Not wanting to tip his hand about talking with Lily, John began treading with greater care. “Do you really
think she said those things? Or did Terry manufacture them?”

“I wouldn't have run it if he had.”

“Do you know for sure that he didn't?”

There was a short pause, then a cooler voice. “Is that an accusation?”

“Come off it, Brian. This is
me
you're talking to. I know what went on behind the scenes there a time or two. I worked with Terry. I also went to school with the guy. It wouldn't be the first time he's fabricated a story.”

“Careful, John.” They were opponents now. “Statements like that can be libelous.”

“And what he's written about Lily Blake isn't? Aren't you worried she'll sue?”

“Nope.”

He sounded so sure, John was more annoyed than before. “Why not? The story was false. You admitted it yourself. Doesn't that tell you Terry got it wrong?”

“Christ, John,” Brian shot back, “do you honestly think we'd have run a story like that without damn good cause to believe it? Do you honestly think
I'd
have run it based on Terry's say-so?
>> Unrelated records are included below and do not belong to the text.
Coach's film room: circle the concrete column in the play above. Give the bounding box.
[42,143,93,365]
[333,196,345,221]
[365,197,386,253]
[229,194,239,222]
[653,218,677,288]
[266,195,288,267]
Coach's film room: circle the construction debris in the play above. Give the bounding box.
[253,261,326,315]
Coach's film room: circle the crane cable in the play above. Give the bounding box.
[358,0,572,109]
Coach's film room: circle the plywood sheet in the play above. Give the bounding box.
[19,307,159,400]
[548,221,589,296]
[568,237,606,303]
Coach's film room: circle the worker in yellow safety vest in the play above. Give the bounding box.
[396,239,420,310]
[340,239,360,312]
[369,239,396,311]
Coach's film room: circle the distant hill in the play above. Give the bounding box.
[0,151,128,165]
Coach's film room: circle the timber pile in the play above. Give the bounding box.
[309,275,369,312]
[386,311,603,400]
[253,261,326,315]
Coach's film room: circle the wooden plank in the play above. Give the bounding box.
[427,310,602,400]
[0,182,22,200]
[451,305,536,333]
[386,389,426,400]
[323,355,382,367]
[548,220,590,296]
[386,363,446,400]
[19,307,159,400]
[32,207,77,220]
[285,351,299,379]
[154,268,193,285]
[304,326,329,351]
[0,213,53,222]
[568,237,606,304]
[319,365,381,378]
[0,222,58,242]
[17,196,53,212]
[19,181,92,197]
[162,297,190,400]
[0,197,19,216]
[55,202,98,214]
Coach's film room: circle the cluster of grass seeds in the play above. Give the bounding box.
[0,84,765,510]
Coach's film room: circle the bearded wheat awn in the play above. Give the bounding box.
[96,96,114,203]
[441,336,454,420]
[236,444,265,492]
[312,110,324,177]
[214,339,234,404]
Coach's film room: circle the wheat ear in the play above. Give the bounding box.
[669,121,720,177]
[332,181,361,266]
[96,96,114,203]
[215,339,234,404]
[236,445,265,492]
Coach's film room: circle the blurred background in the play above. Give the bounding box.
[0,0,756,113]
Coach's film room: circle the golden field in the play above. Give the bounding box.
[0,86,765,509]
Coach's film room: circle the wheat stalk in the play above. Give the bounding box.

I know what he's done in the past, so I watch him closely. He'd been telling me about that relationship for weeks, right from the very first rumors that Rossetti might be elevated, and I told him I wouldn't touch it with a ten-foot pole unless he got more than circumstantial evidence. But he got it. I have a tape. A tape, John. Lily Blake said those things, no doubt about that. So maybe she's crazy. Maybe she has a crush on the guy. Maybe she's fantasized about him so long
and hard that she started thinking it was true. But she did say those things. I heard it myself.”